Seriously? Seriously. So, I’m judging him as a monster and this morning had the opportunity to parent him a little. “Are you still working over there?” I asked. “Yes.” “Then why don’t you come with me and I’ll help you take those weights off.” He mumbled and shuffled over like a scolded child. I was the Hero of the Gym, keeping the world safe for everyone from the rude, selfish and disrespectful.
Except for afterwards in the locker room he says, “Goodbye,” (the 2nd time we’ve spoken) and asked me about my supersets and day splits. Now, I know he’s not been lifting weights too long, evidenced by his poor form and lack of any discernible plan, but I must have failed to remember somewhere along the way that he was just a guy in the gym.
I’m a man who reads the Bible and today I ended up in Matthew 9:36 “When he (Jesus) saw the crowds, he had compassion on them because they were confused and helpless, like sheep without a shepherd.” My Bible, which is apparently an older version of this one, says “their problems were so great and they didn’t know where to go for help.”

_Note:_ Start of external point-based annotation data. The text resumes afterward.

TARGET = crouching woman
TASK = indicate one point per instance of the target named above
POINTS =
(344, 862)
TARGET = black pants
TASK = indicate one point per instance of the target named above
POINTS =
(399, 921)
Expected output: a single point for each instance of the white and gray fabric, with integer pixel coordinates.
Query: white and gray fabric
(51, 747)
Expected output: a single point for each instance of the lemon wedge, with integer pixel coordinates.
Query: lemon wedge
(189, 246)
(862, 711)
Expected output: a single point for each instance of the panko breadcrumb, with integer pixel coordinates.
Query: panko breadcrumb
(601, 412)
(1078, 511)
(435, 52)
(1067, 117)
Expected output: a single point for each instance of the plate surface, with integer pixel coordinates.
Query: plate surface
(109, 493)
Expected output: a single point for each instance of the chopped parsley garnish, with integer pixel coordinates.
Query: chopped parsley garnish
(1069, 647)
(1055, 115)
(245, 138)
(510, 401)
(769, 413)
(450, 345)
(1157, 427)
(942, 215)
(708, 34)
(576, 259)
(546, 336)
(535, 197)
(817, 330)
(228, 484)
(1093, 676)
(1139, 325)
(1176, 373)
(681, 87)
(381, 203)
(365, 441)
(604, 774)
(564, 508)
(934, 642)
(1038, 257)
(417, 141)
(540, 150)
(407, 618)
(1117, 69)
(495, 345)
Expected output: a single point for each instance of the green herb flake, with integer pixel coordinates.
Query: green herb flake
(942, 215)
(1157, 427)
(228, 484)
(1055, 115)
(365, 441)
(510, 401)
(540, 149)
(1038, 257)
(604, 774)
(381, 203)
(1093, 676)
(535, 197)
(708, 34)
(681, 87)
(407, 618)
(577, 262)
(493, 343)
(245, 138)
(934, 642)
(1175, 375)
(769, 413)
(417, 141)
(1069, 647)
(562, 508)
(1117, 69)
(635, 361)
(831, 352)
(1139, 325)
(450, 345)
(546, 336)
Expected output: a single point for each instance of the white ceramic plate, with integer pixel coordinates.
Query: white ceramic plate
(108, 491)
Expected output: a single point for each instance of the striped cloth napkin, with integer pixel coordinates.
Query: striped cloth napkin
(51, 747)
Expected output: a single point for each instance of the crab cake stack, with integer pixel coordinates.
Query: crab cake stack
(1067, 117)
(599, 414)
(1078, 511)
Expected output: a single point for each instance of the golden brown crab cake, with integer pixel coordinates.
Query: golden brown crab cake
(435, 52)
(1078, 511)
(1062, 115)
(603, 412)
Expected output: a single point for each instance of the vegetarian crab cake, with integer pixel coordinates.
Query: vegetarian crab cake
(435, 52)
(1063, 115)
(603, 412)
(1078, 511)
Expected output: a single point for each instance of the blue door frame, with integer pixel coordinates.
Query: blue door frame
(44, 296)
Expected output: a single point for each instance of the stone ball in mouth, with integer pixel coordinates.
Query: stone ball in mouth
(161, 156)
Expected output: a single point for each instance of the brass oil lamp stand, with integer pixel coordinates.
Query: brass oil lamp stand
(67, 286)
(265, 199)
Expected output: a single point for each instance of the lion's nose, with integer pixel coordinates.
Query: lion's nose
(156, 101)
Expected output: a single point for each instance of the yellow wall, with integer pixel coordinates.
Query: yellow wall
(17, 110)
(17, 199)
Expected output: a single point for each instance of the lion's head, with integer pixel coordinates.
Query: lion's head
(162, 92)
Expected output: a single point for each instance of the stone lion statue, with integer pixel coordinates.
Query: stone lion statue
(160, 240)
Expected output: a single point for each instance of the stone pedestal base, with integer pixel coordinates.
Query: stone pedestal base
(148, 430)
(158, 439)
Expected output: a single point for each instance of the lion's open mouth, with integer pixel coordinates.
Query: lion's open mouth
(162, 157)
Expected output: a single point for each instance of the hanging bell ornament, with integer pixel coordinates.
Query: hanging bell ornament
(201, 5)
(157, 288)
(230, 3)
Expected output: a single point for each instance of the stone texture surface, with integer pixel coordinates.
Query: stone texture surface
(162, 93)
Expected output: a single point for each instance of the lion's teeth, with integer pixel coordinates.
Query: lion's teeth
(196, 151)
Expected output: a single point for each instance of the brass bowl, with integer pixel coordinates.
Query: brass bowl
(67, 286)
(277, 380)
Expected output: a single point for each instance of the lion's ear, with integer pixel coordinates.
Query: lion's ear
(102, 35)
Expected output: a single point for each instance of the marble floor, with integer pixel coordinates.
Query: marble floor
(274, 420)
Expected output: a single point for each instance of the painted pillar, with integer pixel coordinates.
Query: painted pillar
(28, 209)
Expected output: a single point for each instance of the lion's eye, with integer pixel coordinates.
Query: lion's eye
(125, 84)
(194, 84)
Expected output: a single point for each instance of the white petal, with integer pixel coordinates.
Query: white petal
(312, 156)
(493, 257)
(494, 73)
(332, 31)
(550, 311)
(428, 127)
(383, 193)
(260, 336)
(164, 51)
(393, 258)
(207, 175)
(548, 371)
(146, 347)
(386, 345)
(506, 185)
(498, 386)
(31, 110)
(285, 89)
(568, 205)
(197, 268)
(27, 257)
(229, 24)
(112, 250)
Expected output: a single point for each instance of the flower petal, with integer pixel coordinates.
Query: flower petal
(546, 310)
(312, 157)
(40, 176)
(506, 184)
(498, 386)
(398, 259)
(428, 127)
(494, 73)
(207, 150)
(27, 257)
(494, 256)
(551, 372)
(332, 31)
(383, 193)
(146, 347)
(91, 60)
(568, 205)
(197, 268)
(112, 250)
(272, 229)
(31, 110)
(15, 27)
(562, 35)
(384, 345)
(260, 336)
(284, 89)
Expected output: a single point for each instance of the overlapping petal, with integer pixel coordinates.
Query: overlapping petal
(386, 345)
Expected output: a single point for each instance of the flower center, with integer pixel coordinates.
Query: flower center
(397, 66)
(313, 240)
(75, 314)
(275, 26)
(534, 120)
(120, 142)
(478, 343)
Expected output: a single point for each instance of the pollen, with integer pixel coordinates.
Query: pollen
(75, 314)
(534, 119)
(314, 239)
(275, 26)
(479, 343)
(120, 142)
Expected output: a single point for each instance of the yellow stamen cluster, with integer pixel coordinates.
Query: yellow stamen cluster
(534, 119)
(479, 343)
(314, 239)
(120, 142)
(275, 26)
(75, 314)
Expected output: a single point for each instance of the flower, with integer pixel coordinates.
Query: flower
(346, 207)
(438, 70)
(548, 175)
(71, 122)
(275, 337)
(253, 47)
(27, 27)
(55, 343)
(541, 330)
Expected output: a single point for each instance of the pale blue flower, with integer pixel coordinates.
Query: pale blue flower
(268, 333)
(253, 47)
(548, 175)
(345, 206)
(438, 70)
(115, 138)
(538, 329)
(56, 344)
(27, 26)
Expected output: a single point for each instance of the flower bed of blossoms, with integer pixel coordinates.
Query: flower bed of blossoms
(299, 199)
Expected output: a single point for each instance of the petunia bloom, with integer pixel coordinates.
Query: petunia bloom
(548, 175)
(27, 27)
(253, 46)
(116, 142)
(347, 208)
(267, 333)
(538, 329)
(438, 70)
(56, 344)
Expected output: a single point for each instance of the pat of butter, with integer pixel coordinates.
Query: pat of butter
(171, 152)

Isn’t that quite the picture of our environment right now? Our problems are all so great (all different, but we’re all feeling something huge on our hearts and shoulders) and we don’t know where to go for help. And then we turn around, our practical amnesia kicks in and we forget that so is everybody else. The vast majority aren’t monsters, just other human beings in a mess with no idea what to do or where to go for help.
Jesus had compassion on them, on us, on me, and maybe I could do the same.